Modules · PyCaret

PyCaret 4.0 ships five task modules. Each one exposes an Experiment class that drives the same verb surface — fit, create_model, compare_models, tune_model, predict_model, finalize_model, save_model, load_model. The differences live in what data each module accepts and which estimators its registry contains.

Module	Class	Use when…
`pycaret.classification`	`ClassificationExperiment`	Target is categorical (binary or multiclass).
`pycaret.regression`	`RegressionExperiment`	Target is continuous.
`pycaret.clustering`	`ClusteringExperiment`	No target — group rows by similarity.
`pycaret.anomaly`	`AnomalyExperiment`	No target — flag outliers.
`pycaret.time_series`	`TimeSeriesExperiment`	Forecasting from a time-indexed Series.

You can also import all of them from pycaret.tasks:

from pycaret.tasks import (
    ClassificationExperiment,
    RegressionExperiment,
    ClusteringExperiment,
    AnomalyExperiment,
    TimeSeriesExperiment,
)

Classification#

Predicts a categorical target. Built-in registry includes LogisticRegression, RandomForest, ExtraTrees, GBM (sklearn), LightGBM, XGBoost, CatBoost (when installed), KNN, SVM, NaiveBayes, DecisionTree, AdaBoost, RidgeClassifier, LDA, QDA, MLP, and a few more. Multi-class is auto-detected from the target.

Default metrics: Accuracy, AUC, Recall, Precision, F1, Kappa, MCC.

Regression#

Predicts a continuous target. Registry covers Linear/Ridge/Lasso, ElasticNet, Bayesian Ridge, OMP, PassiveAggressive, KNeighbors, DecisionTree, RandomForest, ExtraTrees, AdaBoost, GBM, MLP, LightGBM, XGBoost, CatBoost, SVR, KernelRidge.
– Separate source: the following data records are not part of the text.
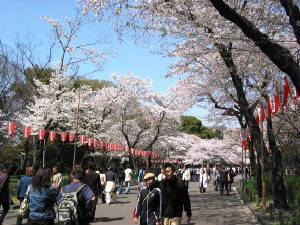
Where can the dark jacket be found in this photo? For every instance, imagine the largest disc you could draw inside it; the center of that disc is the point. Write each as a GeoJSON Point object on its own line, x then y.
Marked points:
{"type": "Point", "coordinates": [4, 186]}
{"type": "Point", "coordinates": [121, 175]}
{"type": "Point", "coordinates": [149, 205]}
{"type": "Point", "coordinates": [92, 179]}
{"type": "Point", "coordinates": [175, 197]}
{"type": "Point", "coordinates": [223, 176]}
{"type": "Point", "coordinates": [111, 176]}
{"type": "Point", "coordinates": [23, 185]}
{"type": "Point", "coordinates": [41, 203]}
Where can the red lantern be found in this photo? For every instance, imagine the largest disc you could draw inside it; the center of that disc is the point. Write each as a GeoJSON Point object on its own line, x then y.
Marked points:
{"type": "Point", "coordinates": [26, 131]}
{"type": "Point", "coordinates": [90, 142]}
{"type": "Point", "coordinates": [82, 139]}
{"type": "Point", "coordinates": [71, 137]}
{"type": "Point", "coordinates": [63, 136]}
{"type": "Point", "coordinates": [52, 135]}
{"type": "Point", "coordinates": [11, 128]}
{"type": "Point", "coordinates": [41, 134]}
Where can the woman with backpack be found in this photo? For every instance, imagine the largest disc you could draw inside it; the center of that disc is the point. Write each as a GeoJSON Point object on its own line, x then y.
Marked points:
{"type": "Point", "coordinates": [42, 197]}
{"type": "Point", "coordinates": [23, 184]}
{"type": "Point", "coordinates": [148, 206]}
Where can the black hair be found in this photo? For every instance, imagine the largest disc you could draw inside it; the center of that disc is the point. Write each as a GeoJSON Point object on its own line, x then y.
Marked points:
{"type": "Point", "coordinates": [92, 166]}
{"type": "Point", "coordinates": [41, 178]}
{"type": "Point", "coordinates": [170, 165]}
{"type": "Point", "coordinates": [78, 174]}
{"type": "Point", "coordinates": [102, 170]}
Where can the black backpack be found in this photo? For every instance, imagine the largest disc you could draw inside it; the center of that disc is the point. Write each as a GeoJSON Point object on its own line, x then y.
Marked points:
{"type": "Point", "coordinates": [68, 207]}
{"type": "Point", "coordinates": [3, 178]}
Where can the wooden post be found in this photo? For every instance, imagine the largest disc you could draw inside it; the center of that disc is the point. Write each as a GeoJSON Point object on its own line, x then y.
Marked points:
{"type": "Point", "coordinates": [280, 217]}
{"type": "Point", "coordinates": [76, 129]}
{"type": "Point", "coordinates": [271, 210]}
{"type": "Point", "coordinates": [262, 145]}
{"type": "Point", "coordinates": [257, 201]}
{"type": "Point", "coordinates": [44, 151]}
{"type": "Point", "coordinates": [251, 195]}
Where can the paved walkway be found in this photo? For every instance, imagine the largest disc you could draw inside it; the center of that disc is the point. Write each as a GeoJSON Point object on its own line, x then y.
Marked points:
{"type": "Point", "coordinates": [208, 208]}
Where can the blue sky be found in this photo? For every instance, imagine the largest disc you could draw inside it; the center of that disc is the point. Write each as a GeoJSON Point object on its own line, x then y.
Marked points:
{"type": "Point", "coordinates": [22, 18]}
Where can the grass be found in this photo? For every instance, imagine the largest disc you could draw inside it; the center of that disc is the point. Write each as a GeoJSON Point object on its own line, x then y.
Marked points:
{"type": "Point", "coordinates": [290, 215]}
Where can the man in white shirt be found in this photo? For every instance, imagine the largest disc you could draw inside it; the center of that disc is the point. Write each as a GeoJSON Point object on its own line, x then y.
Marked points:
{"type": "Point", "coordinates": [186, 176]}
{"type": "Point", "coordinates": [128, 175]}
{"type": "Point", "coordinates": [56, 179]}
{"type": "Point", "coordinates": [161, 176]}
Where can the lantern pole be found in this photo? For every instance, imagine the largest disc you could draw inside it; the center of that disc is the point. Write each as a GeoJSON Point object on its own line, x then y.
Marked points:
{"type": "Point", "coordinates": [76, 129]}
{"type": "Point", "coordinates": [262, 142]}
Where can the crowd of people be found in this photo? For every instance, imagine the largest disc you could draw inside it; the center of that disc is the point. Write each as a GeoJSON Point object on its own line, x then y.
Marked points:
{"type": "Point", "coordinates": [162, 196]}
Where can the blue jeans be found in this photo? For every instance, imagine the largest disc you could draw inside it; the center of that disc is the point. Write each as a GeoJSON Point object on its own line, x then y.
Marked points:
{"type": "Point", "coordinates": [120, 190]}
{"type": "Point", "coordinates": [127, 183]}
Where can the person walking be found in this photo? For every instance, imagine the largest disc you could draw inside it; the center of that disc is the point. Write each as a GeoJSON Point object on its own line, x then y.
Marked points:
{"type": "Point", "coordinates": [23, 184]}
{"type": "Point", "coordinates": [41, 199]}
{"type": "Point", "coordinates": [102, 176]}
{"type": "Point", "coordinates": [128, 176]}
{"type": "Point", "coordinates": [111, 179]}
{"type": "Point", "coordinates": [203, 180]}
{"type": "Point", "coordinates": [161, 176]}
{"type": "Point", "coordinates": [223, 181]}
{"type": "Point", "coordinates": [4, 191]}
{"type": "Point", "coordinates": [92, 179]}
{"type": "Point", "coordinates": [149, 204]}
{"type": "Point", "coordinates": [140, 175]}
{"type": "Point", "coordinates": [186, 176]}
{"type": "Point", "coordinates": [121, 179]}
{"type": "Point", "coordinates": [231, 174]}
{"type": "Point", "coordinates": [175, 198]}
{"type": "Point", "coordinates": [57, 178]}
{"type": "Point", "coordinates": [85, 196]}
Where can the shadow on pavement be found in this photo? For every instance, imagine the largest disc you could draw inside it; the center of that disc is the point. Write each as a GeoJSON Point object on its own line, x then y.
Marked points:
{"type": "Point", "coordinates": [108, 219]}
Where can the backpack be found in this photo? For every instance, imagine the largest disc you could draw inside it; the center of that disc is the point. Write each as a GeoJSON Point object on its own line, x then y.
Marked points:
{"type": "Point", "coordinates": [68, 207]}
{"type": "Point", "coordinates": [3, 177]}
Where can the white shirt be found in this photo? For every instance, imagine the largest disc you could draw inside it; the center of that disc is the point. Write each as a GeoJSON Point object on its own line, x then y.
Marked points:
{"type": "Point", "coordinates": [161, 177]}
{"type": "Point", "coordinates": [102, 178]}
{"type": "Point", "coordinates": [128, 174]}
{"type": "Point", "coordinates": [186, 175]}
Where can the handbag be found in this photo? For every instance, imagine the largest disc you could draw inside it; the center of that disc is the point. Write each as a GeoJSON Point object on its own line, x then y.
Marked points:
{"type": "Point", "coordinates": [23, 211]}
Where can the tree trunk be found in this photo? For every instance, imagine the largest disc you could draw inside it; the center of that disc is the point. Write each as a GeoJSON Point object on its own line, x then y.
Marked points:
{"type": "Point", "coordinates": [252, 159]}
{"type": "Point", "coordinates": [37, 153]}
{"type": "Point", "coordinates": [278, 188]}
{"type": "Point", "coordinates": [278, 54]}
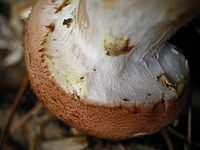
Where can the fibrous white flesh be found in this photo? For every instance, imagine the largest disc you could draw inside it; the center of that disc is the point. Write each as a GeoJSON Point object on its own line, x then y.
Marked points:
{"type": "Point", "coordinates": [80, 63]}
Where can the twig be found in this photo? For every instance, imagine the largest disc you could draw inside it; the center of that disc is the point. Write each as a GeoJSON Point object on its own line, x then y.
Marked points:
{"type": "Point", "coordinates": [17, 99]}
{"type": "Point", "coordinates": [167, 139]}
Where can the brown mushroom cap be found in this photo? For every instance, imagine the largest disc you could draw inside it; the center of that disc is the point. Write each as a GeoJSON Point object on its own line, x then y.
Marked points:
{"type": "Point", "coordinates": [117, 122]}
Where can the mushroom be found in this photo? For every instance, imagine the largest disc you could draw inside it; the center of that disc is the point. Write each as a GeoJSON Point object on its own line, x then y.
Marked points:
{"type": "Point", "coordinates": [105, 66]}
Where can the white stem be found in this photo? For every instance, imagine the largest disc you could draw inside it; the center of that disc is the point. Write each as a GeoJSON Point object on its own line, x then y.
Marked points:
{"type": "Point", "coordinates": [116, 49]}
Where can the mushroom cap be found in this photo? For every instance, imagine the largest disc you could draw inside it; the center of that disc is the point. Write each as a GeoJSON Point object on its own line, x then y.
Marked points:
{"type": "Point", "coordinates": [104, 121]}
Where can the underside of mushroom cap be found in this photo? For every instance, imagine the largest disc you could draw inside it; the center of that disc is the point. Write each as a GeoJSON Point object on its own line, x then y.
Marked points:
{"type": "Point", "coordinates": [108, 85]}
{"type": "Point", "coordinates": [111, 56]}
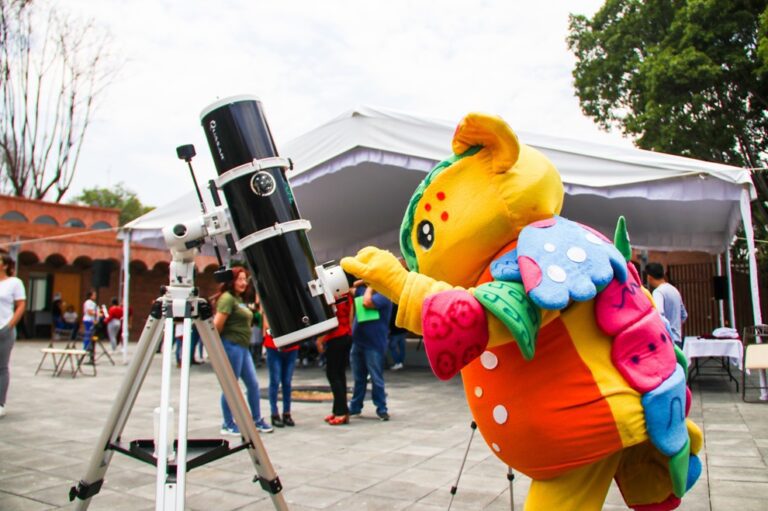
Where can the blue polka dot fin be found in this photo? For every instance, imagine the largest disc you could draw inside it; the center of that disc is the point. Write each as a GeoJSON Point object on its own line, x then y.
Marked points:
{"type": "Point", "coordinates": [573, 262]}
{"type": "Point", "coordinates": [506, 269]}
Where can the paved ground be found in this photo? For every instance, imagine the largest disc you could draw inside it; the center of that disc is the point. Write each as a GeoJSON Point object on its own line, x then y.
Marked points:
{"type": "Point", "coordinates": [408, 463]}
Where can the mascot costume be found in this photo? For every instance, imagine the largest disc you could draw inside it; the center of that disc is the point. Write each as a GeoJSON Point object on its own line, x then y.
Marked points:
{"type": "Point", "coordinates": [569, 371]}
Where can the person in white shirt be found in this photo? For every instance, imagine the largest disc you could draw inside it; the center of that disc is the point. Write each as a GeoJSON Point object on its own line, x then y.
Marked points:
{"type": "Point", "coordinates": [669, 303]}
{"type": "Point", "coordinates": [13, 300]}
{"type": "Point", "coordinates": [90, 315]}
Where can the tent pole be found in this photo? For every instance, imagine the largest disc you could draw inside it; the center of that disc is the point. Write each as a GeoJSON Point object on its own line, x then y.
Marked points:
{"type": "Point", "coordinates": [720, 304]}
{"type": "Point", "coordinates": [729, 275]}
{"type": "Point", "coordinates": [746, 216]}
{"type": "Point", "coordinates": [126, 288]}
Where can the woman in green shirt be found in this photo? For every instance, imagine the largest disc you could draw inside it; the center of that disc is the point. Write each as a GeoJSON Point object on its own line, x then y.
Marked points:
{"type": "Point", "coordinates": [233, 321]}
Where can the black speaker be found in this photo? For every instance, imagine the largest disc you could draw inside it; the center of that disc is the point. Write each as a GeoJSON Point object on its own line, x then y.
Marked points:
{"type": "Point", "coordinates": [101, 271]}
{"type": "Point", "coordinates": [720, 287]}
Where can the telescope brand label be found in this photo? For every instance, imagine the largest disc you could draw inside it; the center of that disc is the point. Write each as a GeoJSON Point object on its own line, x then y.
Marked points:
{"type": "Point", "coordinates": [263, 184]}
{"type": "Point", "coordinates": [212, 126]}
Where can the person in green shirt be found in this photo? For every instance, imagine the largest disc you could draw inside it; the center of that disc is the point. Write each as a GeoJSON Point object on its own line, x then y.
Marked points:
{"type": "Point", "coordinates": [233, 321]}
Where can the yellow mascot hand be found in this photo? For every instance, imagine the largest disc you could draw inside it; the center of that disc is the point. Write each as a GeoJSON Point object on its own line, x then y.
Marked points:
{"type": "Point", "coordinates": [380, 269]}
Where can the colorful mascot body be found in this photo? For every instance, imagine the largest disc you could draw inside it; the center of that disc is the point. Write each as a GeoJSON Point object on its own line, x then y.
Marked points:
{"type": "Point", "coordinates": [568, 370]}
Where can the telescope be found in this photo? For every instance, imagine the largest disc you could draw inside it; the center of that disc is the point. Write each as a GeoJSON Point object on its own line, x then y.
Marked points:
{"type": "Point", "coordinates": [296, 293]}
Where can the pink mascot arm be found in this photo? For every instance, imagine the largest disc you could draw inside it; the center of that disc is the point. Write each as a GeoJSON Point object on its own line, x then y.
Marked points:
{"type": "Point", "coordinates": [455, 331]}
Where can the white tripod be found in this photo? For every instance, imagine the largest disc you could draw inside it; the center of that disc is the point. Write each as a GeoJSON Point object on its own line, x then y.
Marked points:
{"type": "Point", "coordinates": [179, 302]}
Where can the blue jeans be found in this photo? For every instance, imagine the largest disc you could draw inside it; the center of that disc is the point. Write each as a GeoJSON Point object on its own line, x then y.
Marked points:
{"type": "Point", "coordinates": [397, 347]}
{"type": "Point", "coordinates": [365, 361]}
{"type": "Point", "coordinates": [242, 365]}
{"type": "Point", "coordinates": [87, 334]}
{"type": "Point", "coordinates": [281, 365]}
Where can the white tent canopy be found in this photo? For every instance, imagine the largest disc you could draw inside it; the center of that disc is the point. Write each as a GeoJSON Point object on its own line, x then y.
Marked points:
{"type": "Point", "coordinates": [364, 162]}
{"type": "Point", "coordinates": [354, 175]}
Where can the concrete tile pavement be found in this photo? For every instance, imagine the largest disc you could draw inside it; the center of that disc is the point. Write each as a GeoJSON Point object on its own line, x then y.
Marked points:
{"type": "Point", "coordinates": [408, 463]}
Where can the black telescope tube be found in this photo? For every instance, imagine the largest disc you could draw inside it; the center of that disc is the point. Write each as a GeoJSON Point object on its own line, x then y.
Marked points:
{"type": "Point", "coordinates": [282, 265]}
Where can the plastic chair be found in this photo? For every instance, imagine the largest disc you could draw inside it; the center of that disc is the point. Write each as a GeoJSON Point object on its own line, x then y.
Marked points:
{"type": "Point", "coordinates": [755, 356]}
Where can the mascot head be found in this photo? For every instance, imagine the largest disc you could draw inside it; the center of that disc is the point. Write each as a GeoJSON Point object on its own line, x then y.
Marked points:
{"type": "Point", "coordinates": [474, 204]}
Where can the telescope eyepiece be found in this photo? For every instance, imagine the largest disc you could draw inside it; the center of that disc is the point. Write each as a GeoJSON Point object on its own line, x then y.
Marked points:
{"type": "Point", "coordinates": [186, 152]}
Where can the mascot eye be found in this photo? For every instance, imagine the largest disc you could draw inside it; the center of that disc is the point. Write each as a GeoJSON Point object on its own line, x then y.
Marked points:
{"type": "Point", "coordinates": [425, 234]}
Default metrics: MAE, MSE, RMSE, R², RMSLE, MAPE.

Clustering#

No target. Registry: KMeans, AffinityPropagation, MeanShift, Spectral, Agglomerative, DBSCAN, OPTICS, Birch, KMode (when kmodes is installed), HDBSCAN (when installed).

Default metrics: Silhouette, Calinski-Harabasz, Davies-Bouldin, Homogeneity, Rand, Completeness.

assign_model(pipeline) returns a copy of the input with a Cluster column attached — a one-liner for handing labelled data back to downstream consumers.

Anomaly detection#

No target. Registry uses pyod adapters: IForest, KNN, COPOD, ECOD, LOF, PCA, MCD, ABOD, CBLOF, HBOS, OCSVM, SOS, SOD.

assign_model(pipeline) returns a copy of the input with Anomaly (0/1) + Anomaly_Score columns attached.

Time-series#

Forecasting on a univariate Series with a regular DatetimeIndex / PeriodIndex. Built on sktime. Registry covers naive, snaive, polytrend, arima, auto_arima, exp_smooth, ets, theta, stlf, croston, plus reduced-regressor adapters (lr_cds_dt, rf_cds_dt, xgboost_cds_dt, …).

The TS module differs from the others in two important ways:

No train/test split via train_size — instead, the holdout is the last fh periods (the forecast horizon). Pass fh=12 for "predict the next 12 periods".
Seasonality is auto-detected from the index frequency via Fourier autocorrelation. Pass seasonal_period= to override.

Default metrics: MASE, RMSSE, MAE, RMSE, MAPE, SMAPE, R², COVERAGE.

Choosing a module#

If you have a target column, you're in classification or regression — the dtype of the target picks between them (categorical → classification; numeric → regression).

If you don't have a target, you're in clustering or anomaly — pick by the question you're asking ("group these" → clustering; "which are weird" → anomaly).

If your data is a time series, use TimeSeriesExperiment regardless of whether you'd otherwise call it regression.